Skip to main content

GOV.UK GA4 data quality

This page is a work in progress.

Google Analytics 4 (GA4) is used to collect data on the usage of GOV.UK.

Information on how to understand and use this data can be found in the Analysis section of this site.

There are a few known issues with this data, which are detailed below.

Data quality notes and annotations

We are currently developing a spreadsheet and Looker Studio report which contain annotations of our GOV.UK GA4 data.

Known issues with the GOV.UK GA4 data

Data quality variance and content over time

Data was first collected into this property on 23/09/22. The events captured have changed significantly over time, and so early data quality may be patchy.

Bot traffic

In GA4, traffic from known bots is automatically excluded.

We do not know how much other bot traffic is being recorded in our data.

Users we miss

We know a chunk of our users do not accept analytics cookies so we do not collect any data from them.

Some users may also be using ad blockers which inhibit Google Analytics from functioning.

Incorrect event tracking

Duplicate tracking on some navigation and copy events

Due to the way navigation events have been implemented (firing on all right clicks on links), users who right click and select to ‘Copy’ a link will trigger both navigation and copy events.

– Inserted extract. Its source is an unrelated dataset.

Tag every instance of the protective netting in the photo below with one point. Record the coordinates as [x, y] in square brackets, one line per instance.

Incorrect meta information in custom dimensions

Issues with publication and update dates

The first_published_at, public_updated_at and updated_at dates sent with page view events may be misleading.

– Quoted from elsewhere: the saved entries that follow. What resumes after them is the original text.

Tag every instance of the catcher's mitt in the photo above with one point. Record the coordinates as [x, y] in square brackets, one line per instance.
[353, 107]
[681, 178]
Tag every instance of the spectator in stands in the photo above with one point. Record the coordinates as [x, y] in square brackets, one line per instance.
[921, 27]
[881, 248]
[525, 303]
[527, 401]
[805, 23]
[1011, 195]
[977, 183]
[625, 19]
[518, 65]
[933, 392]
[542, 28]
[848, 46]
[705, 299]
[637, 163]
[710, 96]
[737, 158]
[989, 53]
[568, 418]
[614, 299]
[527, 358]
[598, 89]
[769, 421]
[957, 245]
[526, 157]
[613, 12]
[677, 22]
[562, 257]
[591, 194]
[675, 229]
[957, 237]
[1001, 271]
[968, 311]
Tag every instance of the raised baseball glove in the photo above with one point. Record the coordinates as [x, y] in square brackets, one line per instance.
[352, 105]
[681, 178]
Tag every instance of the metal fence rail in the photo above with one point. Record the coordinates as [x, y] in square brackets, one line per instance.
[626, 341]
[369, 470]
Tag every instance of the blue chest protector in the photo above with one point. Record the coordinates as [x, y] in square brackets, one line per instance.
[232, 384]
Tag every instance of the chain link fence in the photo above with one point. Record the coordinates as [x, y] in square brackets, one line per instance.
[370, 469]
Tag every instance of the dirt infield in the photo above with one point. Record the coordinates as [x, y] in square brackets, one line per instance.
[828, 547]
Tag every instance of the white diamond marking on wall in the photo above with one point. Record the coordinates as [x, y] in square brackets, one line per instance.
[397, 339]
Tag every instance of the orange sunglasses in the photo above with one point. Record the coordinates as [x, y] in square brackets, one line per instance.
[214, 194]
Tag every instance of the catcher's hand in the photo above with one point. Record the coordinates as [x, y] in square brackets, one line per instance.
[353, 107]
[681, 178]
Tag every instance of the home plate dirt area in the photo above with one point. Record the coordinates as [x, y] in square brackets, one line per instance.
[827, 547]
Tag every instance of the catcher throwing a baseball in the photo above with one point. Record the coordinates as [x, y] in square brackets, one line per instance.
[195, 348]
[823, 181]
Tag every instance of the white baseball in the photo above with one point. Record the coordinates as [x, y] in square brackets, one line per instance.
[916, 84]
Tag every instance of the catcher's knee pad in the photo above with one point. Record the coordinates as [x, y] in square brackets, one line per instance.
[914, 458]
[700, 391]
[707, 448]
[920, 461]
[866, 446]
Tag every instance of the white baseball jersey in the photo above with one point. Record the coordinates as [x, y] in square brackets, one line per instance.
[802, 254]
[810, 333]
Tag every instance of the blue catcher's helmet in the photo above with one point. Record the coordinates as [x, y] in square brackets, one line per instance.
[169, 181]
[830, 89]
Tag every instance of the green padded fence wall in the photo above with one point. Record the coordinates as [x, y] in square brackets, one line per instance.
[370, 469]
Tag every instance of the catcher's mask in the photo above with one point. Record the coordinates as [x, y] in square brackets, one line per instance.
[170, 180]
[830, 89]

This is particularly likely to be the case for content items published between 11pm and 1am (an hour either side of midnight) depending on whether the item is published during Greenwich Mean Time (GMT) or British Summer Time (BST). This is because to extract the date, which we record in the custom dimension, we strip out the time information from the Content API timestamp to leave the date in YYYY-MM-DD format.

Previous work looking into timestamps associated with Whitehall Publisher CSVs identified that the Content API timestamps are in GMT, so for example an item timestamped as ‘2014-08-31 23:00:00’ is actually displayed on the page as ‘1 September 2014’ (published at midnight BST).

We have not yet investigated whether this has an impact on these GA4 dimensions.

This page was last reviewed on 9 September 2024. It needs to be reviewed again on 9 March 2025 .
This page was set to be reviewed before 9 March 2025. This might mean the content is out of date.